This paper presents methods and results for projecting a high frequency fringe pattern using a fiber optic imaging bundle (FOIB) with a small number of individual fibers by adapting the pattern to the FOIB structure. To do so, in a first step, the spatial structure of the FOIB regarding the projector pixel is identified. At this point the FOIB shows a sufficiently homogeneous structure for adapting the fringes. However, the brightness of different fibers varies. As a consequence, their intensity has to be adapted additionally. After determining the individual fibers center, it is possible to address them directly by the desired pixel structures. In this work, one single and five cross-shaped projector pixels were utilized. As it turns out, the peak values of the spots produced by individual fibers behave nonlinearly as a function of the modulated intensity, which impedes the intensity adaption. However, the total transmitted intensity increases almost linearly. Therefore, it is the shape and intensity distribution within the spot which changes. It was shown that the peak intensities of the spots can be corrected by recording intensity curves. Concerning the projecting pixel area, no difference was found except for a higher light output using more projector pixels.
After determining the layers in the identified hexagonal structure of the FOIB, the desired fringe patterns are generated by specifying the frequency and phase. Applying the aforementioned intensity adaption, the peak values of each projected spot is almost equalized. By computing the amplitude and the signal-to-noise ratio over a wide frequency range, improvements in the patterns quality are verified, particularly at high frequencies. Nevertheless, the amplitude and SNR curves indicate that, for practical application, precise projector blurring could bring further improvements.
Future work will mainly focus on two topics. First, it is now possible to combine the findings of this work with fringe projection profilometry algorithms, to work out the practical application and evaluation for real defects. Secondly, the further characterization of the transmission behavior of the individual fibers can be performed.

Author Contributions

Conceptualization, J.D.; methodology, J.D.; software, J.D.; validation, J.D.; formal analysis, J.D.; investigation, J.D.; resources, M.K. and E.R.; data curation, J.D.; writing—original draft preparation, J.D.; writing—review and editing, J.D., M.K. and E.R.; visualization, J.D.; supervision, M.K. and E.R.; project administration, M.K.; funding acquisition, M.K. and E.R. All authors have read and agreed to the published version of the manuscript.

Funding

This research received no external funding.
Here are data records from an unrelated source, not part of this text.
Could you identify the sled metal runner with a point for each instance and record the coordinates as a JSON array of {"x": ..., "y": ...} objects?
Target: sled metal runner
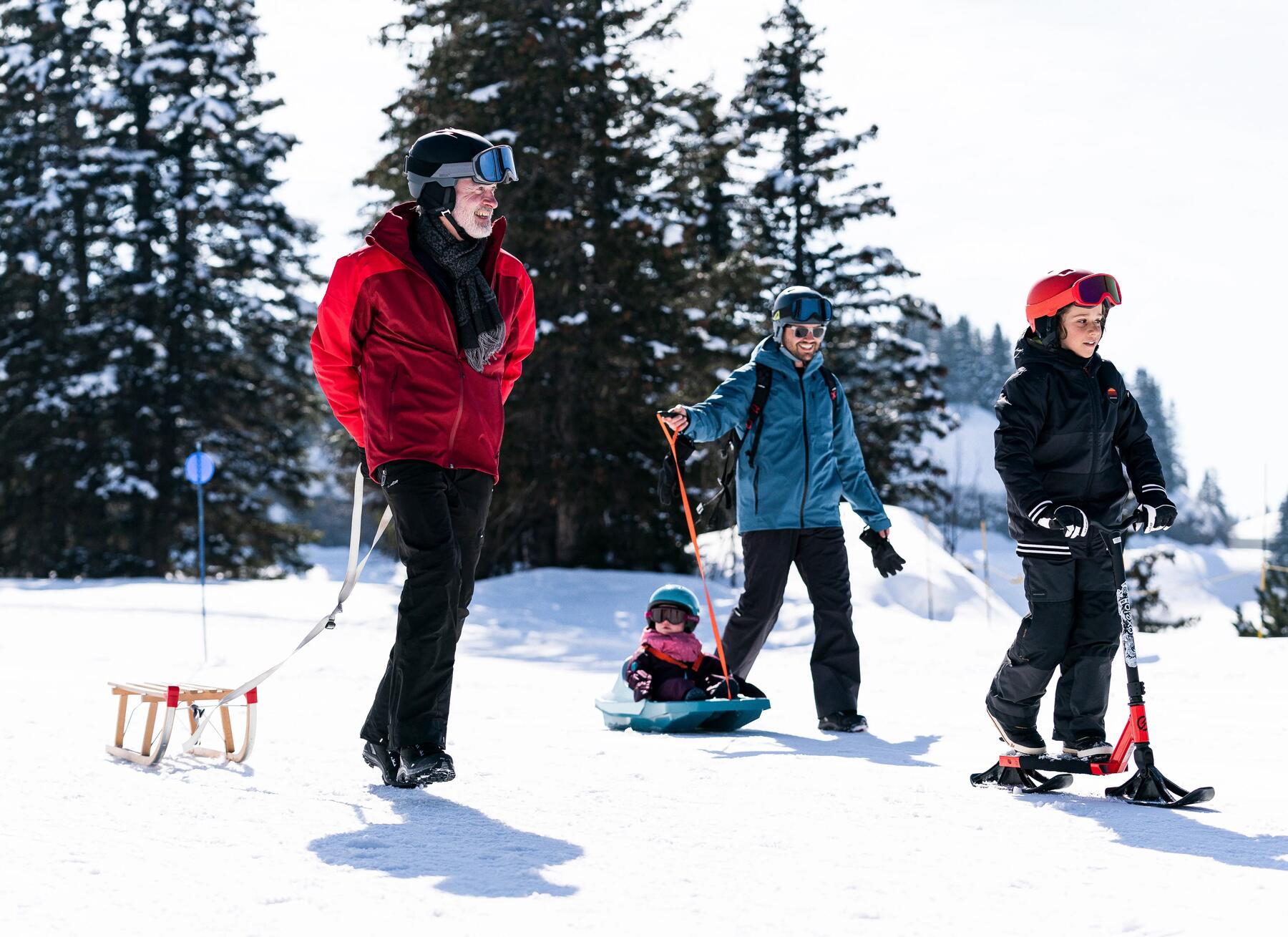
[
  {"x": 175, "y": 697},
  {"x": 1148, "y": 785}
]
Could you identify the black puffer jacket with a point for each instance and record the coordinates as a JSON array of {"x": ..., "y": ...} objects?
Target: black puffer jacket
[{"x": 1065, "y": 429}]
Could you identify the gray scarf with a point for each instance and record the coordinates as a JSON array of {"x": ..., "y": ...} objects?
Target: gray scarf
[{"x": 479, "y": 329}]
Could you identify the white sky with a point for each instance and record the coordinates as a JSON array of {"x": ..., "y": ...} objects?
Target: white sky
[{"x": 1144, "y": 138}]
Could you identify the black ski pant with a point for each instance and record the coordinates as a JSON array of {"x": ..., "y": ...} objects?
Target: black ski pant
[
  {"x": 438, "y": 520},
  {"x": 1073, "y": 624},
  {"x": 821, "y": 558}
]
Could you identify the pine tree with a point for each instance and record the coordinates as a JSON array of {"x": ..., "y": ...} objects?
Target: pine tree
[
  {"x": 1161, "y": 419},
  {"x": 56, "y": 205},
  {"x": 1001, "y": 360},
  {"x": 209, "y": 324},
  {"x": 1273, "y": 597},
  {"x": 623, "y": 266},
  {"x": 1151, "y": 610},
  {"x": 187, "y": 323},
  {"x": 800, "y": 227}
]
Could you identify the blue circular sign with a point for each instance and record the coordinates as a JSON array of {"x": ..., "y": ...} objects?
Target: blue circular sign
[{"x": 200, "y": 468}]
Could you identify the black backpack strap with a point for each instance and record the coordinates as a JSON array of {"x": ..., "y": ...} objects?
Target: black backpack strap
[{"x": 756, "y": 412}]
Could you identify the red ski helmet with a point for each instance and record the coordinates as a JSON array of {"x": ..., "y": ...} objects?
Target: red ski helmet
[{"x": 1069, "y": 286}]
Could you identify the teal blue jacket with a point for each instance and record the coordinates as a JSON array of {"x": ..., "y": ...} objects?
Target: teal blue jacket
[{"x": 806, "y": 460}]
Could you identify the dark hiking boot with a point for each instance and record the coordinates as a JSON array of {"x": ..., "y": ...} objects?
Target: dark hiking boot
[
  {"x": 424, "y": 764},
  {"x": 843, "y": 721},
  {"x": 1023, "y": 739},
  {"x": 383, "y": 759},
  {"x": 1088, "y": 747}
]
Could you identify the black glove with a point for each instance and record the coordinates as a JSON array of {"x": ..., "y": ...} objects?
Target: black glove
[
  {"x": 668, "y": 481},
  {"x": 714, "y": 686},
  {"x": 1159, "y": 510},
  {"x": 639, "y": 681},
  {"x": 884, "y": 557},
  {"x": 1068, "y": 520}
]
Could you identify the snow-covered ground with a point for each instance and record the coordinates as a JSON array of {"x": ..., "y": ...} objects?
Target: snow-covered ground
[{"x": 558, "y": 825}]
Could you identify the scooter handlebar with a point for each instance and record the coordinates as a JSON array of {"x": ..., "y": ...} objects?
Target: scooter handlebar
[{"x": 1128, "y": 525}]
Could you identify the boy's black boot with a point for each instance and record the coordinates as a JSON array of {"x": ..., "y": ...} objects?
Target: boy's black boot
[
  {"x": 383, "y": 759},
  {"x": 843, "y": 721},
  {"x": 423, "y": 764},
  {"x": 1024, "y": 739}
]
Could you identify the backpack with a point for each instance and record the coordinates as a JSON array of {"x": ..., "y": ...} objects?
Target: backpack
[{"x": 732, "y": 442}]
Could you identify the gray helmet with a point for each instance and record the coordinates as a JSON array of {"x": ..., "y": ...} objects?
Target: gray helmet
[
  {"x": 438, "y": 159},
  {"x": 799, "y": 304}
]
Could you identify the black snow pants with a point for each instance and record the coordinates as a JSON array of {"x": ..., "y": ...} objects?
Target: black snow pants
[
  {"x": 1073, "y": 624},
  {"x": 438, "y": 518},
  {"x": 821, "y": 558}
]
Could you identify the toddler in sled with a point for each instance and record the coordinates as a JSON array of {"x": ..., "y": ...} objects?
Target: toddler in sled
[{"x": 669, "y": 665}]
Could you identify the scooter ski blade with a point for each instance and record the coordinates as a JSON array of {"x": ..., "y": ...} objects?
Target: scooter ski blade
[
  {"x": 1020, "y": 780},
  {"x": 1151, "y": 788}
]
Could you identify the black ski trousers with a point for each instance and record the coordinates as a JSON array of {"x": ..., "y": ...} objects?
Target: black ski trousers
[
  {"x": 1073, "y": 624},
  {"x": 438, "y": 520},
  {"x": 821, "y": 558}
]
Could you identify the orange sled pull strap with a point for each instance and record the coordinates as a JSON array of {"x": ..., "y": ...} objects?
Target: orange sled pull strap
[{"x": 693, "y": 536}]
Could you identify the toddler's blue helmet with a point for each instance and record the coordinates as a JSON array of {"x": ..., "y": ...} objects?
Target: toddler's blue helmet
[{"x": 678, "y": 597}]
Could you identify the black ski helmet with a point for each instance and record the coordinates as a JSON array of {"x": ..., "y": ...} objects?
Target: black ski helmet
[
  {"x": 438, "y": 159},
  {"x": 799, "y": 304}
]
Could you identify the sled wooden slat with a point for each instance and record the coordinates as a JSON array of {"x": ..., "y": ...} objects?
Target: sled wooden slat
[{"x": 173, "y": 697}]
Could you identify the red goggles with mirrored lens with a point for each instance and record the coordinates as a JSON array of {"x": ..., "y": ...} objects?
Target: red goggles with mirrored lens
[
  {"x": 1095, "y": 291},
  {"x": 673, "y": 613}
]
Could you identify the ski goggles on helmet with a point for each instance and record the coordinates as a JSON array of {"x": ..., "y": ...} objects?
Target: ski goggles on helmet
[
  {"x": 804, "y": 310},
  {"x": 806, "y": 331},
  {"x": 489, "y": 168},
  {"x": 673, "y": 613},
  {"x": 1096, "y": 289}
]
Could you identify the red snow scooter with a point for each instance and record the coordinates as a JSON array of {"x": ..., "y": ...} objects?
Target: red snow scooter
[{"x": 1148, "y": 785}]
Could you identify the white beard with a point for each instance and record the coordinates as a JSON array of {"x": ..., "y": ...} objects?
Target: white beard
[{"x": 472, "y": 223}]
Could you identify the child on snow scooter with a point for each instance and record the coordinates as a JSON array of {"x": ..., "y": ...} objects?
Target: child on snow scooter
[
  {"x": 1067, "y": 429},
  {"x": 669, "y": 665}
]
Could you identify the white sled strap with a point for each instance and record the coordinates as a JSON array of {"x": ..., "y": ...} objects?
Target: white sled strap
[{"x": 351, "y": 579}]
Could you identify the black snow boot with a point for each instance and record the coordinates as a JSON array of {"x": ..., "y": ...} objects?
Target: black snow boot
[
  {"x": 386, "y": 761},
  {"x": 843, "y": 721},
  {"x": 424, "y": 764},
  {"x": 1088, "y": 747},
  {"x": 1024, "y": 739}
]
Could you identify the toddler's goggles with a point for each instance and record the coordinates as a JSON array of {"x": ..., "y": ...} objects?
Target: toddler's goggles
[{"x": 673, "y": 613}]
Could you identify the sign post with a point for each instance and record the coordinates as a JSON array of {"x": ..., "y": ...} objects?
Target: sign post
[{"x": 200, "y": 468}]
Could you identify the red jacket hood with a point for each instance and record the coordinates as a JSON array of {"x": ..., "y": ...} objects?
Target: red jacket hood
[{"x": 393, "y": 235}]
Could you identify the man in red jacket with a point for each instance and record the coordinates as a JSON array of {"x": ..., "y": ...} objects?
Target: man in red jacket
[{"x": 420, "y": 338}]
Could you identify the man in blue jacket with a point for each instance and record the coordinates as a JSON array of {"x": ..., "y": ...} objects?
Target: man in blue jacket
[{"x": 799, "y": 457}]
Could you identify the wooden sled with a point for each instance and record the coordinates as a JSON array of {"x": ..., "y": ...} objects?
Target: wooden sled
[{"x": 173, "y": 697}]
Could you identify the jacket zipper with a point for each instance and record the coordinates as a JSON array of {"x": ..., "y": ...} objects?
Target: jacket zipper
[
  {"x": 1095, "y": 434},
  {"x": 457, "y": 423},
  {"x": 800, "y": 373}
]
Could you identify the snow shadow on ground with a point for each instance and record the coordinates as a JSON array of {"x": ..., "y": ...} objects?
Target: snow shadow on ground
[
  {"x": 472, "y": 853},
  {"x": 1162, "y": 830},
  {"x": 861, "y": 745}
]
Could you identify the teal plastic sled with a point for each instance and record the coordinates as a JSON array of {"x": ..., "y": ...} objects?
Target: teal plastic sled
[{"x": 621, "y": 712}]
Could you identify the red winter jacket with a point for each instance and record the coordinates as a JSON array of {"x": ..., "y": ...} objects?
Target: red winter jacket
[{"x": 386, "y": 354}]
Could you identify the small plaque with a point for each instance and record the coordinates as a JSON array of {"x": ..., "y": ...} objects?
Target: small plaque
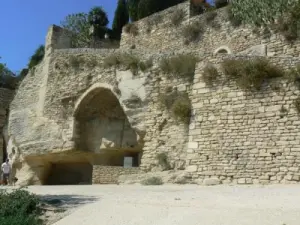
[{"x": 128, "y": 162}]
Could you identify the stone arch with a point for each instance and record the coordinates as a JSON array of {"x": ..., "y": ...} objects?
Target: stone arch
[
  {"x": 223, "y": 49},
  {"x": 102, "y": 127}
]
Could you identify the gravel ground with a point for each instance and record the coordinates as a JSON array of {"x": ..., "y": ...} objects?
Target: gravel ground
[{"x": 177, "y": 205}]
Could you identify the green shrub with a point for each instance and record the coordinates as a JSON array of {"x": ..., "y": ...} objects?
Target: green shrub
[
  {"x": 75, "y": 62},
  {"x": 132, "y": 29},
  {"x": 152, "y": 181},
  {"x": 250, "y": 74},
  {"x": 288, "y": 25},
  {"x": 37, "y": 57},
  {"x": 234, "y": 21},
  {"x": 193, "y": 32},
  {"x": 177, "y": 17},
  {"x": 145, "y": 65},
  {"x": 180, "y": 66},
  {"x": 111, "y": 60},
  {"x": 210, "y": 75},
  {"x": 19, "y": 208},
  {"x": 297, "y": 104},
  {"x": 168, "y": 99},
  {"x": 221, "y": 3},
  {"x": 129, "y": 61},
  {"x": 181, "y": 109},
  {"x": 293, "y": 76},
  {"x": 162, "y": 159},
  {"x": 210, "y": 16}
]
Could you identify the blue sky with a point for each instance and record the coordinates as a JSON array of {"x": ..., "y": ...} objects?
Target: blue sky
[{"x": 24, "y": 24}]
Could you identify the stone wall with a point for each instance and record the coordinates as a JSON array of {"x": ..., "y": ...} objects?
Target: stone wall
[
  {"x": 233, "y": 136},
  {"x": 110, "y": 174},
  {"x": 244, "y": 138},
  {"x": 217, "y": 33}
]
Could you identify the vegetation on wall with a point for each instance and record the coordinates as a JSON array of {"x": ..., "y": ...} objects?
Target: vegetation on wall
[
  {"x": 250, "y": 74},
  {"x": 178, "y": 104},
  {"x": 192, "y": 32},
  {"x": 162, "y": 159},
  {"x": 84, "y": 29},
  {"x": 282, "y": 15},
  {"x": 121, "y": 18},
  {"x": 177, "y": 17},
  {"x": 19, "y": 207},
  {"x": 297, "y": 104},
  {"x": 198, "y": 7},
  {"x": 293, "y": 76},
  {"x": 221, "y": 3},
  {"x": 182, "y": 108},
  {"x": 210, "y": 75},
  {"x": 37, "y": 57},
  {"x": 133, "y": 6},
  {"x": 132, "y": 29},
  {"x": 180, "y": 66},
  {"x": 127, "y": 61}
]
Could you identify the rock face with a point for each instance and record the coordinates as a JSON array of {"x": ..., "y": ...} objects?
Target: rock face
[{"x": 82, "y": 112}]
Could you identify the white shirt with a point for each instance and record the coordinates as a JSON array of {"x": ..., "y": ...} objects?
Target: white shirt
[{"x": 5, "y": 168}]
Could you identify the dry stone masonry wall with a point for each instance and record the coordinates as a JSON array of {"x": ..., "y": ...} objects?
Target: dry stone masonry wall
[
  {"x": 232, "y": 136},
  {"x": 244, "y": 138}
]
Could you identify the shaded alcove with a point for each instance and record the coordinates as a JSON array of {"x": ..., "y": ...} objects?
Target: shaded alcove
[
  {"x": 70, "y": 173},
  {"x": 102, "y": 127}
]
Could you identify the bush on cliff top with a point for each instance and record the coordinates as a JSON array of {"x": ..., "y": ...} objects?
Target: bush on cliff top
[
  {"x": 19, "y": 208},
  {"x": 250, "y": 74},
  {"x": 180, "y": 66}
]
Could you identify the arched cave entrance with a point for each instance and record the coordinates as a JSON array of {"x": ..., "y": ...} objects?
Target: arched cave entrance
[
  {"x": 69, "y": 173},
  {"x": 102, "y": 135}
]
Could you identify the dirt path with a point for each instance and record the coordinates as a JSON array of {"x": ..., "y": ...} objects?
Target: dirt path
[{"x": 178, "y": 205}]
Institutional Review Board Statement

Not applicable.

Informed Consent Statement

Not applicable.

Data Availability Statement

Dataset available on request from the authors.

Conflicts of Interest

The authors declare no conflicts of interest.

Abbreviations

The following abbreviations are used in this manuscript:
FOIBFiber Optic Imaging Bundle
DMDDigital Micromirror Device
LEDLight-Emitting Diode
COGCenter of Gravity
SNRSignal-to-Noise Ratio
MTFModulation Transfer Function
ROIRegion of Interest
SOSSecond-Order Section

Appendix A

Figure A1. Arrangement of camera (left side) and projection optics (right side), which focuses on the image of the FOIB on a screen. The distance between the optical axes of the camera and projector is 6 mm, and the angle between them is 25°. To obtain a better idea of the overall size, a EUR 1 coin was placed on the sensor.
Figure A1. Arrangement of camera (left side) and projection optics (right side), which focuses on the image of the FOIB on a screen. The distance between the optical axes of the camera and projector is 6 mm, and the angle between them is 25°. To obtain a better idea of the overall size, a EUR 1 coin was placed on the sensor.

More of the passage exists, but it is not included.